Sin embargo, la satisfacción de antaño no aparecía por ninguna parte. Sentía como si estuviera sentado en una máquina tragamonedas, tirando de la palanca una y otra vez, esperando que este pedido, esta pizza, estas papas fritas me hicieran sentir como si me hubiera ganado la lotería. Pero la comida me sentaba mal. Me picaba la piel, se me revolvía el estómago. Me dolía la cabeza.

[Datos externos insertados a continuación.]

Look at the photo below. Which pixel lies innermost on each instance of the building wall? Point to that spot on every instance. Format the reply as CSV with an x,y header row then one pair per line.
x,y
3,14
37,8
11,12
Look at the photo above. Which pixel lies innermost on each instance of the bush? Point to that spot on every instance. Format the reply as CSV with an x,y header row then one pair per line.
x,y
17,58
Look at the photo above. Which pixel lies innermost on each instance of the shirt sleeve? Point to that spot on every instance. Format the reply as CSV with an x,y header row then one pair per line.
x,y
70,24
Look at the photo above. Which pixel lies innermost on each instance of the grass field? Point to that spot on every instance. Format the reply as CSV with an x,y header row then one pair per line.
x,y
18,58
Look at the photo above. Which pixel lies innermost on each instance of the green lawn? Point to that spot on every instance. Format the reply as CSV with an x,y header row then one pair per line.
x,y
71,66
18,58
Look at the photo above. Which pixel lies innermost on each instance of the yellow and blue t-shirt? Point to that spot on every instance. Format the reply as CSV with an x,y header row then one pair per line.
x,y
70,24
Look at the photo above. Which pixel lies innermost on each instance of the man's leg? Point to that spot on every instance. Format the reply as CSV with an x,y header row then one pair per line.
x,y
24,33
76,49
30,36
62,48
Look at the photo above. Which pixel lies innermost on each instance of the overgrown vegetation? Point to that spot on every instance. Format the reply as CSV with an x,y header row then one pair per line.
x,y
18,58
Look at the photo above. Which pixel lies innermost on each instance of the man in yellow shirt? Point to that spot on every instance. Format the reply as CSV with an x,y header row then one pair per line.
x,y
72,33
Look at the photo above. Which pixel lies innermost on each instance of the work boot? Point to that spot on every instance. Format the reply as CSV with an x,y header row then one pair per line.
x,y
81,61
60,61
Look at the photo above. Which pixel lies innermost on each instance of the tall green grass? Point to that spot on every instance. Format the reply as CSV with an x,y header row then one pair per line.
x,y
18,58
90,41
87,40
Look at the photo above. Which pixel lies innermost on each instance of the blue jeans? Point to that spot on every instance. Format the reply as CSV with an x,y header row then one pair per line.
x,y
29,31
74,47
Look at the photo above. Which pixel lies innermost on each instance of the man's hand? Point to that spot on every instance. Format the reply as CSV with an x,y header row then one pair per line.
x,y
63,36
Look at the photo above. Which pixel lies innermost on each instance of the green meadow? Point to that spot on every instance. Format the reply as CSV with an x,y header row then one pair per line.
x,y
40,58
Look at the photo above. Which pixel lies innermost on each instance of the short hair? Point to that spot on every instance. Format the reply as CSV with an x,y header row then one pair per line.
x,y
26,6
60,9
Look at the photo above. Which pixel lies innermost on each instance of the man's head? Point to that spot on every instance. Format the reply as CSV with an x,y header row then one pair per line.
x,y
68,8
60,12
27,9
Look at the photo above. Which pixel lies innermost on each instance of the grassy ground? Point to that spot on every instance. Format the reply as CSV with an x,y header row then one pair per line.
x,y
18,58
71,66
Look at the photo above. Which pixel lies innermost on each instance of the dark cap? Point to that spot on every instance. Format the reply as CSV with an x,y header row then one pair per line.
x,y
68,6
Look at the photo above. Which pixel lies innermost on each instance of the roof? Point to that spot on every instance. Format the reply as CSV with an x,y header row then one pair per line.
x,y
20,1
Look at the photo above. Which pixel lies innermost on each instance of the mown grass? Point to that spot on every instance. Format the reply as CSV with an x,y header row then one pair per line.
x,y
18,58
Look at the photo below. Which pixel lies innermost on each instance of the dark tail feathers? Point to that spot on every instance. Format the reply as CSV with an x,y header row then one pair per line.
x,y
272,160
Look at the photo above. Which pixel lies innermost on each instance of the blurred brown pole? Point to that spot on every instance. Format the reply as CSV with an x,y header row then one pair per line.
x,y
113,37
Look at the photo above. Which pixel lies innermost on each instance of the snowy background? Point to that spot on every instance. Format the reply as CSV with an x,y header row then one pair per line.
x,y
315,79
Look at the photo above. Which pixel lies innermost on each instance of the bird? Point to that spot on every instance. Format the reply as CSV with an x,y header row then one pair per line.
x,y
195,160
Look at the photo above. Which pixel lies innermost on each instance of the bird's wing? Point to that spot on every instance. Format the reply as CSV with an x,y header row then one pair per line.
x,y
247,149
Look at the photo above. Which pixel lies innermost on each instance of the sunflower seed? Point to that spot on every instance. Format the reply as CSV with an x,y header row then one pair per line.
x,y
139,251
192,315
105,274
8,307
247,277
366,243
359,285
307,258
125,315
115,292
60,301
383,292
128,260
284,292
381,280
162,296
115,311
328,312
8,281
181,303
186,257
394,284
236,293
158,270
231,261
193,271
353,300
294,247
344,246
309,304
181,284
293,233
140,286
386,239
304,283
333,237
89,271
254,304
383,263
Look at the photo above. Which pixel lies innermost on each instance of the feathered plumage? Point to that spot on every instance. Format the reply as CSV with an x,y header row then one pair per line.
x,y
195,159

Para la segunda mitad de 2022, mi trabajo temporal se convirtió en permanente, renové mi contrato de alquiler y comencé a adaptarme a la vida de un miembro de la clase profesional de alto nivel. Si bien no se había calmado del todo, la vorágine estaba amainando. Por aquel entonces, empecé a tener antojos extraños. Una noche, quería lechuga, con manzanas, nueces… y pollo frío. Tuve que confirmarlo con una búsqueda en Google, pero me di cuenta de que quería una ensalada Waldorf.

Mis gustos culinarios cambiaron junto con mi nivel socioeconómico. He llegado a aceptar que los tipos de comida que comemos y valoramos son una señal para el mundo y para nosotros mismos de lo que somos, de lo que fuimos y de lo que hemos llegado a ser. Me alegra vivir una vida en la que no solo entiendo las referencias a la magdalena de Proust, sino que he comido una (nada menos que en una clase de escritura en el sur de Francia).

Ojalá comer un McNugget pudiera transportarme a una época de calidez, amor y seguridad, una época en la que no sabía lo que era una magdalena, en la que no conocía nada mejor.

Este artículo apareció originalmente en The New York Times.